La ausencia de una mayoría en las cámaras del Congreso se ha convertido en un serio obstáculo para las grandes reformas que este país requiere. La fiscal, la energética, la propia reforma electoral han sido aprobadas en su versión Light. Tanto es así, que año con año se habla de hacer una nueva.

El mundo político está conciente de la urgencia de cambios que promuevan condiciones de gobernabilidad democrática, en el marco de un sistema de partidos múltiple. Pero en cada intento surgen las resistencias de poderosos grupos de interés, o partidistas, que ven amenazados sus privilegios y acaban imponiéndose.

El 2010 nos promete otro año de revolución, pero de las instituciones. Así lo indican las iniciativas que se han puesto sobre la mesa para modernizar el sistema de gobierno. La más atrevida es la que envió al Congreso el presidente Felipe Calderón. Son 10 propuestas que incluyen segunda vuelta en la elección presidencial, reelección de alcaldes y legisladores, el achicamiento de las cámaras, las candidaturas independientes, el incremento del 2 al 4 por ciento de la votación nacional para lograr el registro de los partidos emergentes…

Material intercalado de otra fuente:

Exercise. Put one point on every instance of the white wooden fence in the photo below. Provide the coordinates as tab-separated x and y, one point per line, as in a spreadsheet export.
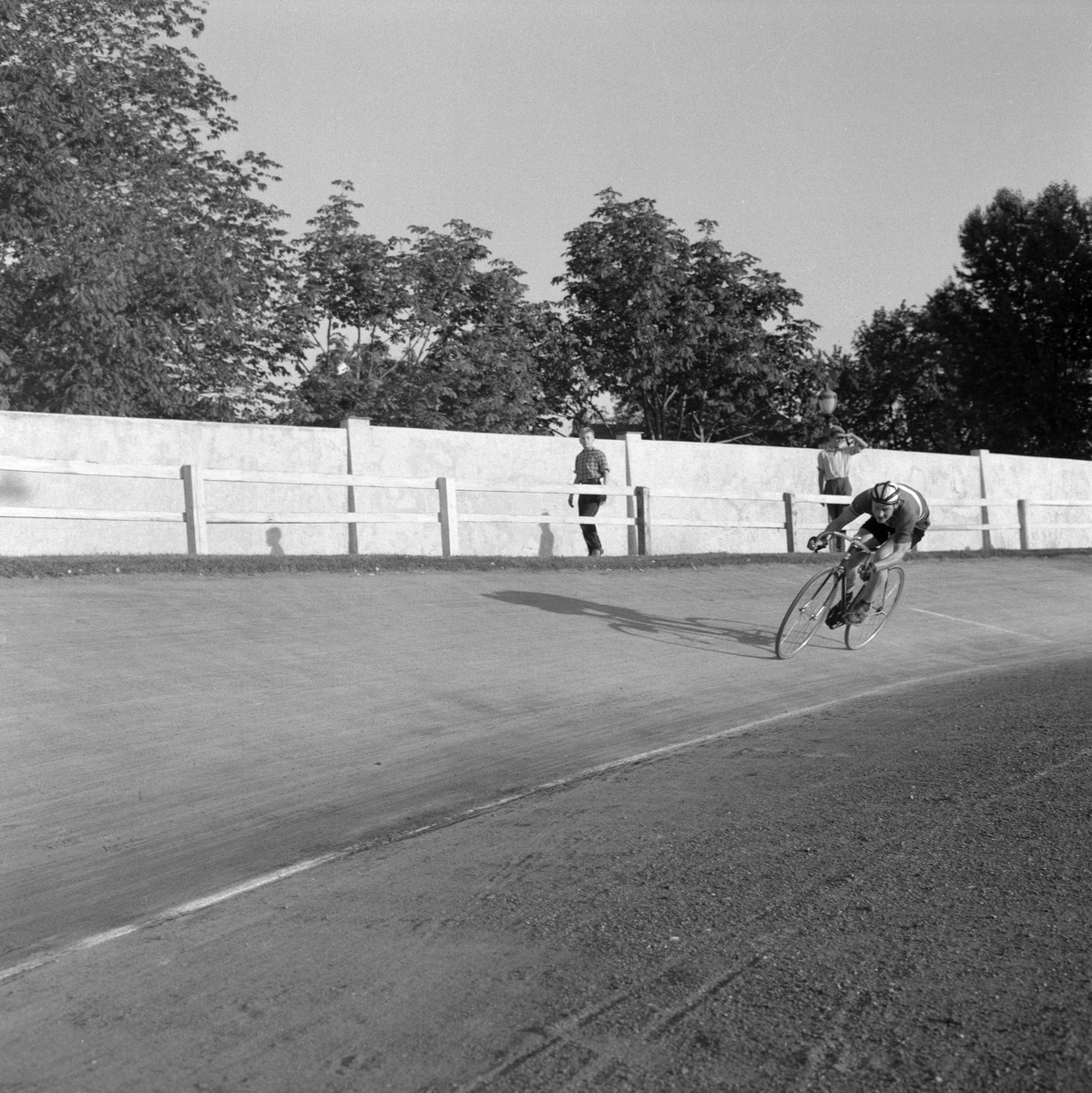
197	516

La iniciativa polarizó al Congreso, provocó debate entre los intelectuales, puso en alerta a los partidos, particularmente a los de La Chiquillada, que ven sus intereses amenazados. “Lo que se mueve inquieta”, solía decir Francois Mitterrand. Pero esa inquietud a todo lo que se mueve no debe impedir, una vez más, los cambios al régimen de gobierno. El modelo que tenemos ya se agotó. El futuro está en riesgo.